I just used my 3-D glasses from the League of Extraordinary Gentleman: The Black Dossier graphic novel; is that cheating? Did I miss something by using those instead of the “4-D Overvoid Viewers?” I imagine I would have been more disappointed in Superman Beyond if I had devoted five to ten minutes cutting out and assembling a pair of 3-D glasses just to be able to read it…
—Today was Jack Kirby’s birthday. Several folks have nice tributes up; I really like Tom Spurgeon’s, which is simply a collection of Kirby covers, panels and details, showing the man’s unparalleled visual power and versatility.
—At Eye On Comics, Don MacPherson reviews DC Universe: Last Will and Testament, and posts both of the covers. They’re identical save for one difference; the one on the right has a foreground image of Geo-Force posing behind a giant rock hand. The one on the left is the one that was originally solicited, and it has a big, fat lighting bolt occupying the center of the image. When it was originally solicited, I assumed that space would be filled in with something later; that it was intentionally left empty to keep a surprise a surprise.
Was the surprise simply that this is a Geo-Force-centric comic, and DC didn’t want to tip their hand on its contents too early, assuming it would hurt orders for the issue since no one likes Geo-Force?
I don’t know; that’s what I was thinking when I saw the Geo-Force variant though. They’re both pretty terrible covers; the one with the empty lightning bolt seems too lightning bolt-centric, and the one with Geo-Force crams his figure on top of the other image, which also features Geo-Force.
What a weird cover…
—Colleen Coover draws a naked lady for Eric Reynolds. (Via Blog@Newsarama)
—Tuesday night I mentioned Sean McKeever and company’s introduction of Super Friends’ Wonderdog into DCU comics continuity, as a springboard into a brief discussion about Alan Scott’s wonder dog Streak, and in the comments section for that post, and for yesterday’s weekly haul, several of you mentioned how awful the issue introducing the new Wonderdog actually was.
Well today at Comicsworthreading.com Johanna Draper Carlson has a brief discussion of the issue (in a post entitled “Teen Titans #62—Wonderdog Did What?!?”) that links to scans of the issue’s climax. Between those scans and those at Newsarama.com, you can read 16 of the issue’s 22 pages, including the what the fuck is wrong with you people?! ending.
And man, it is awful. I dropped the book somewhere in the middle of the “Titans Tomorrow” arc because it wasn’t very good then, but it’s gotten much, much worse. On top of just how juvenile and nasty the Wonderdog bit is, it’s also extremely poorly assembled—the dialogue is mostly just references to other books, Eddy Barrows anatomy and costuming are a series of bad choices, and characters appear and disappear from panel to panel, with no sense of visual continuity.

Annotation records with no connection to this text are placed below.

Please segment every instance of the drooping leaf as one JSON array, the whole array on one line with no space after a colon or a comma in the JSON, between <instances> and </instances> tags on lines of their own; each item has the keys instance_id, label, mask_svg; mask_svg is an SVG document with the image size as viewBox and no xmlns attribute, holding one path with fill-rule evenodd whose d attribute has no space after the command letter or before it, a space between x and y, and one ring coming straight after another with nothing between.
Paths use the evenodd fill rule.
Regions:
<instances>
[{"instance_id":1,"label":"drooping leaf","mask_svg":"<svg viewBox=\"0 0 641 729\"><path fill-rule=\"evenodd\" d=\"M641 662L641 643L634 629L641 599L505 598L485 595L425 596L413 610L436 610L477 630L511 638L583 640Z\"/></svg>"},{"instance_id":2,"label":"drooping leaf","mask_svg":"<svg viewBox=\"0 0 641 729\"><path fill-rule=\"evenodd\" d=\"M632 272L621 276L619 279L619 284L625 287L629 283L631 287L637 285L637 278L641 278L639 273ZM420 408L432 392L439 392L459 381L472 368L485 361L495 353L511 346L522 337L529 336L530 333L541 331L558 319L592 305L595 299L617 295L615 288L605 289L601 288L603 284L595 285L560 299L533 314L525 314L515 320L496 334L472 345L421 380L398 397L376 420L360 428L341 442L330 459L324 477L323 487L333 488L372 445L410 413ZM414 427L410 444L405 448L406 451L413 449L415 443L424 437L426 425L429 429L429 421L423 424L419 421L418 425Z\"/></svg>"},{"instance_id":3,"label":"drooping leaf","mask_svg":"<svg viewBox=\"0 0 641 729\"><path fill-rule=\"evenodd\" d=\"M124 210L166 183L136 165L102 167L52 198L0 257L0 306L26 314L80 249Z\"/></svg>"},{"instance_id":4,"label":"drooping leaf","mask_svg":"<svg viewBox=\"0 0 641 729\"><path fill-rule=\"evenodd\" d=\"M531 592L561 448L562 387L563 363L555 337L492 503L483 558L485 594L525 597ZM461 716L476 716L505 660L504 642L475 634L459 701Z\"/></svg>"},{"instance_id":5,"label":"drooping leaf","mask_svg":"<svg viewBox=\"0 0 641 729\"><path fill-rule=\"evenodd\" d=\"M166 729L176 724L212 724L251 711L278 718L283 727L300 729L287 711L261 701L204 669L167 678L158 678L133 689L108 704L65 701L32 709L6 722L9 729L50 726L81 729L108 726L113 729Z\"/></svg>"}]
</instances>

It really makes the blurb in Teen Titans: Year One encouraging readers to check out Titans and Teen Titans for more Titans stories that I made fun of yesterday seem even more tragic. The only things Teen Titans: Year One and Teen Titans seem to have in common is two words in the title; in every other respect, they are completely antithetical to one another.
Anyway, if you didn’t read this week’s Teen Titans but are interested in the state of DC’s animal sidekicks, check out Carlson’s post to see just how far into superhero decadence DC continues to descend. At the rate they’re going, I’m predicting Robin turning tricks on the street for the sheer thrill of it, Wonder Girl joining the pornography industry and Blue Beetle coming out as a cannibal by the 75th issue.